The OCRE Project had the opportunity to sit down and chat with Carsten Thiel, CTO of the Consortium of European Social Science Data Archives (CESSDA), about Commercial Cloud in academic archiving services.
Over this short series of blog posts, we will learn what Carsten Thiel had to say about the challenges for data archiving and reuse, some misunderstandings and the real benefits of Commercial Cloud solutions for researchers.
For many of us, the potential issues/problems around findable, accessible, interoperable, and reusable (FAIR) data have never entered our minds. We search on Google, Bing, Yahoo, or another search engine, and we often get a full page of relevant findings.
Many of us don’t stop to think about the complex algorithms involved to sort through all of the content online to find exactly what we searched for. We don’t consider the importance of the metadata that allows the algorithms to easily sort through all the information.
In the case of academic research data, it doesn’t work quite as smoothly as your favourite search engine. Research data is continually being produced around the world, but it often suffers from both a lack of FAIR data practices and correct archiving.
This leads to negative outcomes, such as data being lost over time, repeating research due to the inability to find desired datasets, the loss of potentially useful and beneficial knowledge and the waste of public funds.
These critical issues lead the European Commission to invest €320 million between 2015 and 2020 in the European Open Science Cloud, an initiative to resolve these problems. A further €950 million will be invested over 2020-2030.
Carsten Thiel has to deal with these problems every day as CTO of CESSDA, a social sciences data archiving organisation.
“One more obvious problem is making the data findable across Europe, with language barriers. Sometimes Metadata is only available in the language of the country of origin. But a lot of it is also available in English, with English metadata at least.”
This is one of the simpler problems working with digital data.
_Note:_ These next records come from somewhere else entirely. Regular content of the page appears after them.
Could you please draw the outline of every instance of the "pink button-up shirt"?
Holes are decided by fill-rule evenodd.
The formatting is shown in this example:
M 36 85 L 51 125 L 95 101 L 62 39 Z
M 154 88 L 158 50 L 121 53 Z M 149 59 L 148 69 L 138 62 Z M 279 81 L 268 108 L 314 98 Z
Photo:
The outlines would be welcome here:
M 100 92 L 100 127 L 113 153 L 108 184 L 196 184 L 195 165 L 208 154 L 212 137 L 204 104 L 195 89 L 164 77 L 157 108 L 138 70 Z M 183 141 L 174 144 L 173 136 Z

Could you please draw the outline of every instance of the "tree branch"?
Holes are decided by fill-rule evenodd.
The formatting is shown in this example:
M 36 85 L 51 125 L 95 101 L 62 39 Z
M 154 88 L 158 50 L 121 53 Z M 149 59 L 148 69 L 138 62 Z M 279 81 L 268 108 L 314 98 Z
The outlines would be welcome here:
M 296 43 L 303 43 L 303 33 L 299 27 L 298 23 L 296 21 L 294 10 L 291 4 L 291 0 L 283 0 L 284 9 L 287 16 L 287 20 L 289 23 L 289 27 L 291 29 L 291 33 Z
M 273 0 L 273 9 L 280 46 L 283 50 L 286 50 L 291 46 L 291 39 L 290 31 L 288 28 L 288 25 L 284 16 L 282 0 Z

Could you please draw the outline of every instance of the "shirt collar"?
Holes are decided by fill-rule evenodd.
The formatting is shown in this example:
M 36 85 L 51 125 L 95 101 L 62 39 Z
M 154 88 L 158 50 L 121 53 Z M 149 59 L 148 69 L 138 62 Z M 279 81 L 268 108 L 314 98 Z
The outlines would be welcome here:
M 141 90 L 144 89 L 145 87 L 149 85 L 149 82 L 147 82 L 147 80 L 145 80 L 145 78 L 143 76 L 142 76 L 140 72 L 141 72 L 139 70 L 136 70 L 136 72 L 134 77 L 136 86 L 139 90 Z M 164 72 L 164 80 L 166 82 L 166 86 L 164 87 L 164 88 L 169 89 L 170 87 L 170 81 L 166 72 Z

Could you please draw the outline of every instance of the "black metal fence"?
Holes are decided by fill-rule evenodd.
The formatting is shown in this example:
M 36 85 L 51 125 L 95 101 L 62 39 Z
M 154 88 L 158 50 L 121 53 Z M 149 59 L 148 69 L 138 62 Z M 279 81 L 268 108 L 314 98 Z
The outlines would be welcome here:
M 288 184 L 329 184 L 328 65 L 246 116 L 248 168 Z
The real complications/difficulties start when sensitive data is involved. This can happen very easily within the social sciences as the subjects of the studies are people. Whenever studies are done on subjects such as health, income, or personal status, the data is likely sensitive. This leads to very restrictive rules around where it can be stored, who can access it, how it can be accessed, etc.
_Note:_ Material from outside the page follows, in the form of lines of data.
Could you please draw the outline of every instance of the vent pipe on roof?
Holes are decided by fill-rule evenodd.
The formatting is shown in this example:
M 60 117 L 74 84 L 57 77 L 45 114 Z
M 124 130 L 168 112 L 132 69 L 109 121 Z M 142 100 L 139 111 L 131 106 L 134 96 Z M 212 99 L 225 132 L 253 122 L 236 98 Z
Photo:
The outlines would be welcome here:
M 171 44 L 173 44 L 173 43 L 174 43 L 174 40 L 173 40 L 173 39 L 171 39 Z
“The old school solution is that a person has to physically come to the data archive and sit in a special room in the basement with a specially prepared computer that has no internet connection, you're not allowed to take in your mobile phone with you, camera and so on. Which, of course, is inconvenient, not only because of Corona, but it has always been an expensive and inconvenient way of doing research.”
This creates problems with using Commercial Cloud storage solutions, as where and how the data is stored is not flexible. CESSDA has member archives with data that is legally not allowed to leave the country in which the archive is situated. This consequently means a local data storage solution becomes necessary.
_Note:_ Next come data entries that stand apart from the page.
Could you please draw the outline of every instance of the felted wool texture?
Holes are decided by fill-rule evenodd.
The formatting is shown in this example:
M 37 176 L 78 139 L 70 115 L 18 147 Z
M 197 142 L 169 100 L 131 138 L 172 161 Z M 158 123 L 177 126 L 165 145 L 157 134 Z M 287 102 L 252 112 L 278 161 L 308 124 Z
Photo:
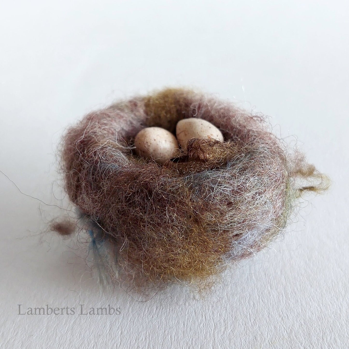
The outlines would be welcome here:
M 174 133 L 179 121 L 193 117 L 211 122 L 225 141 L 190 140 L 163 165 L 136 155 L 142 129 Z M 283 231 L 303 192 L 327 185 L 262 117 L 181 89 L 86 115 L 64 136 L 61 159 L 65 190 L 92 237 L 96 262 L 111 280 L 136 287 L 205 283 Z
Despite the potential difficulties in choosing the right digital solution, CESSDA chose the Commercial Cloud solution for their central offices. When they set up their offices, it was simply the easiest and most flexible solution. The data they hold centrally using GCP (Google Cloud Platform) is only metadata which is public and not sensitive.
“Our main office runs some central services, including the catalogue of the metadata from our national nodes, currently some 325,000 records. And we're running some additional services such as for vocabularies and thesauri and so on, in multiple languages.”
This multilingual language thesaurus is currently available in 14 languages (with more on the way), and is one of the ways CESSDA is trying to fix the first problem around metadata in different languages. Through this tool hosted on CESSDA’s Commercial Cloud, researchers can understand the standardised metadata of a different language.
For CESSDA, Commercial Cloud is empowering the research tools, services, and data storage they provide to the scientific community. Starting as a small office, creating infrastructure would not have been possible without extensive funds and a bigger team. Commercial Cloud has allowed them to buy the cloud storage and necessary tools they need on demand.
Is Commercial Cloud the right solution for your institution? Browse the OCRE Catalogue to find out which platforms can be procured through the OCRE Framework Agreements in your country.
About Carsten Thiel
Carsten Thiel is Chief Technical Officer (CTO) at CESSDA ERIC, the Consortium of Social Science Data Archives, at its main office in Bergen, Norway. He is charge of CESSDA's technical roadmap and strategy and the infrastructure's interoperability within the EOSC, including the SSHOC cluster project, which is coordinated by CESSDA. Carsten has previously worked at the University of Göttingen as Technology Coordinator and Co-Manager for the DARIAH-DE research project and worked with DARIAH ERIC on its EC funded projects. He holds a PhD in Mathematics from University of Magdeburg. His research interests include digital research infrastructures, distributed development processes and the DevOps approach to infrastructure management.